Angles of Attack (Frontlines #3)

She looks around at the mess all around her. “Four years of research in this place. You’d figure I would have had some time to get some sort of organization into place. It’s not like there are a lot of distractions around here.”

“Ever heard of digital storage?”

“Yeah, yeah,” she says with a dismissive wave of her hand. “I’m old-fashioned. I like to mark up my pages while drinking coffee. It’s how my brain works best. Most of it is scanned and in the data banks.”

“So I’m guessing you are evacuating with us tonight.”

“Damn right I am.” She pulls a small notebook out of a stack of loose printouts and tosses it into the nearest transport bin. The stack loses its cohesion, and papers slide onto the floor. Janet pushes them aside with her foot.

“I’ve been here for forty-seven months. I’ve not seen my family in well over a year. I don’t have any kids that were born here. My family’s back on Earth, in Pennsylvania. I’m already six months past my original contract commitment. You bet your ass I’m taking the last ride out of here. I don’t think there’ll be much need of astrophysics research here in the future.”

“They’re at Mars,” I say. “The Lankies. They’ve wiped out the colony. I saw it when we flew by. No telling when they’ll move on Earth, but they will.”

“Then that’s all the more reason to get home. I’d much rather die with my husband and my kids than out here by myself.” She picks up another small stack of notebooks and flings them into the bin next to her. “Piece of advice, Andrew. If you ever get married and have kids, and they offer you a job that will take you thirty fucking light-years away from home, tell them to smooch your taint. Even if they offer a hundred percent monthly bonus. You can’t read good-night stories to your bank account, or brush its hair, or teach it how to ride a bike for the first time.”

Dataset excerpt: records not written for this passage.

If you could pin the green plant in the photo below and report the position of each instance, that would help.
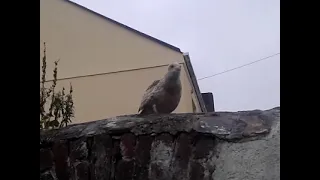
(56, 108)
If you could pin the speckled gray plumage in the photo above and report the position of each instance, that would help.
(163, 96)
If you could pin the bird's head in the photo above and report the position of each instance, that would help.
(173, 71)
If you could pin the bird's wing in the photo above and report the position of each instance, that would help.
(148, 97)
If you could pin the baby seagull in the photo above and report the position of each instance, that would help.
(163, 96)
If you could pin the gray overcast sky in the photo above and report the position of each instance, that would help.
(219, 35)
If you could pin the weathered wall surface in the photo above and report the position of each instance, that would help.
(223, 145)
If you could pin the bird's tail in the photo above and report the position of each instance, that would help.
(146, 111)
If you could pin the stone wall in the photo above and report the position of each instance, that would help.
(220, 146)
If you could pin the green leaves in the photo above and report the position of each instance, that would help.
(56, 108)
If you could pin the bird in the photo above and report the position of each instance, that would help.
(163, 96)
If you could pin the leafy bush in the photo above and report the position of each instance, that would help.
(56, 108)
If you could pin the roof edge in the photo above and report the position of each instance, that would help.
(194, 81)
(127, 27)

I don’t have anything to pack except for the set of battle armor I left in Constable Guest’s office. The tall chief constable is behind his desk when I walk in. Unlike Dr. Stewart’s environment, his is orderly and neat, and he is not in the process of packing up things.

“Staying here,” I say, not a question but a statement of fact.

“Of course I’m staying here,” he says. “This is my home.”

I don’t even consider trying to talk him out of his decision because I know I would get precisely nowhere. He has lived here for ten years by choice, both his daughters grew up here, and he’s an essential member of this community. If things are about to end for humanity, they will end right here in this place for him, and he is perfectly fine with that prospect.

“I don’t think we’ll see each other in a few weeks,” I say. “So I guess this time it’s a genuine farewell.”

“In the classic, literal sense,” he says. Then he gets out of his chair and extends his hand. “May you fare well, Sergeant Grayson. Not just for the trip, I mean. With whatever comes after for you.”

I shake his hand, which is about twice the size of mine.

“And you, Constable Guest.”

I gather my armor and leave the office. Constable Guest sits down again and returns to whatever paperwork he was working on when I walked in, steady and predictable as the sunrise.



I spend the rest of the day taking one last walk on the Ellipse and letting the chrono tick down to 1800 hours. On the Rocks is as busy as it was yesterday, but this time I give the place a wide berth. Just the sight of the little plastic tumblers they use to serve their drinks is making me feel queasy again.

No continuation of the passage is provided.